И вышла бы за Наиля. Жила бы с его родителями в частном доме без горячей воды, без ванной с туалетом на улице. Вот счастье-то! А Роза теперь точно знает, что счастья без денег и без комфортной жизни — не бывает.
* * *Когда Ирма Вальберс была еще школьницей в старших классах, она по три раза в неделю ходила в бассейн. Тогда, в те, с одной стороны, уже далекие, а с другой — еще и не столь стародавние времена она ездила в бассейн на метро до «Динамо», а оттуда на трамвае до «ЦСКА», и ничего такого особенного для себя в этом не видела. И в бассейн «Москва», что на Кропоткинской, тоже ходила частенько. А теперь там на месте бассейна — Храм Христа Спасителя.

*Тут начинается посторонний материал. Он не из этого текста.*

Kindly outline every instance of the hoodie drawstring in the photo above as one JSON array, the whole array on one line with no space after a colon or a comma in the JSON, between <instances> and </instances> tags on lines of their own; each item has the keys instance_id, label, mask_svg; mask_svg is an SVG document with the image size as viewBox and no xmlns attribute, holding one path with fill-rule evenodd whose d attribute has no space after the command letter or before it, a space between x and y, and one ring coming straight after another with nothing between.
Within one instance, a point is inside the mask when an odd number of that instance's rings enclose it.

Это она к чему вдруг вспомнила? Да к тому, что теперь она плавает в бассейне каждый день. По часу.
И никуда при этом ей ездить уже не надо, потому что двадцатиметровый бассейн теперь есть в доме ее нынешнего гражданского мужа. Вот как жизнь изменилась.
А ведь и тогда, когда она была школьницей, ее семью по московским меркам никак нельзя было отнести к числу бедных. Наоборот, ее отец — Генрих Вальберс — был высокопоставленным чиновником, работал в республиканском ЦК партии.
Жили Вальберсы в Москве, но в Латвии имели и рижскую квартиру, и домик на взморье, в районе Гарциемс.
Каждое лето юная москвичка Ирма Генриховна ездила в Ригу, где резвилась с соотечественницами на нежном песочке тонкого помола, омываемом волнами Рижского залива. Но всегда чувствовала себя москвичкой. На родном говорила едва-едва, зная, может, всего пять десятков слов, «майза да пиенс»,[2] как подшучивал над ней папа.
Подрастающей Ирме, поступившей уже в университет (естественно, московский — какой же еще!) было всегда приятно, что в Москве ее все воспринимали как немножечко иностранку. В этом был какой-то особенный ее шарм.